Peter Pennoyer Architects has been on Architectural Digests AD100 List, a listing of outstanding talent in architecture and interior design since 2012. The firm is included in New York Spaces Top 50 Designers List, and in Ocean Home magazine's Top 50 Coastal Architects list.

Pennoyer was elected to the College of Fellows of the American Institute of Architects in 2014, and to the General Society of Mechanics and Tradesmen in 2016.

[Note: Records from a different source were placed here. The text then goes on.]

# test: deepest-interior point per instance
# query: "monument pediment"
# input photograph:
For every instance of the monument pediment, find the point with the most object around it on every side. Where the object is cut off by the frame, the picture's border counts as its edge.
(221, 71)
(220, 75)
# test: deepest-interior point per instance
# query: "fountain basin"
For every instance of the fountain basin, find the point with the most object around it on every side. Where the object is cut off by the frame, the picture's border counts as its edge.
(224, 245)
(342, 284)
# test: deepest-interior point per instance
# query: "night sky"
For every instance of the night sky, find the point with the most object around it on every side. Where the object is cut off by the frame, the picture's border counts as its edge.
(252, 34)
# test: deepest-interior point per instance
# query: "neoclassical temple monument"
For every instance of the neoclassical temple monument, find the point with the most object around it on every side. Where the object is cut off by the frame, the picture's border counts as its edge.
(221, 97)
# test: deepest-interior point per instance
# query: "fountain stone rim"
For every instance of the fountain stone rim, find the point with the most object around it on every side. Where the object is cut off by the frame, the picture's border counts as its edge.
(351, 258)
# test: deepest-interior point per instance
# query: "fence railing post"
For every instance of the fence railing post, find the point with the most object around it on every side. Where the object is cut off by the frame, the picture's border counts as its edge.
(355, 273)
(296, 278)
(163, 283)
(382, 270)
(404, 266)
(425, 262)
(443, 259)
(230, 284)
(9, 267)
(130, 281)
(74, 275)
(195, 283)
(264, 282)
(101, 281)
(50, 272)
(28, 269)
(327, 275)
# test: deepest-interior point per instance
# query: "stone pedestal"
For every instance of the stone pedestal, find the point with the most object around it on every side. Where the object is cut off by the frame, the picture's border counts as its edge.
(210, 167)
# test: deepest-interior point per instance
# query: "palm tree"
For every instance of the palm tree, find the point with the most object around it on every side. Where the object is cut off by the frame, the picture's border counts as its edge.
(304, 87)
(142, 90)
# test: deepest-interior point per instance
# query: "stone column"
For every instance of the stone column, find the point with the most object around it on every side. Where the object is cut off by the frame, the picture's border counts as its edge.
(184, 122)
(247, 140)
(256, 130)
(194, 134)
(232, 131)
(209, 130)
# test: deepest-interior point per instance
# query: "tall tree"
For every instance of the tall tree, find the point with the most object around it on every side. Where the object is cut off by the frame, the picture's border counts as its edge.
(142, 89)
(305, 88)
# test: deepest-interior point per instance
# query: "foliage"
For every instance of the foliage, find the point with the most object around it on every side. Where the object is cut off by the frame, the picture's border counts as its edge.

===Representative projects===
Peter Pennoyer Architects' projects include the following:

- Wolong Bay Development, Dalian, China
- 151 East 78th Street, New York City
- Classical Villas, The Peak, Hong Kong
- The Metropolitan Opera Club, New York City
- New York Genealogical and Biographical Society, New York City
- The New York Stock Exchange Luncheon Club, New York City
- Proposal for the Redevelopment of Hudson Rail Yards
- Historic Hudson Valley, Pocantico Hills, New York
- David Webb, New York City Flagship Store
- The Mark Hotel, New York City
- Hodsoll Mckenzie, London
- Pop Shop, Keith Haring, New York City
- The Factory, Andy Warhol
- The Hotchkiss School, Paul Nitze Center for Global Understanding and Independent Thinking, Connecticut
- Oakley Farm, Virginia
- Diamond A Ranch, New Mexico
- Counter Proposal for the New York Public Library
- Moynihan Train Hall Clock
- The Benson, 1045 Madison Avenue, New York City
- Guild Hall of East Hampton

==Personal life==
In 1988, Pennoyer married Katherine Lee "Katie" Ridder, the daughter of Constance Ridder, a lawyer, and Paul Anthony Ridder, a director of Knight Ridder, and the granddaughter of Bernard Ridder, the former chairman of Knight Ridder. They have three children: Jane, Anthony, and Virginia, and reside in New York City on the Upper East Side of Manhattan.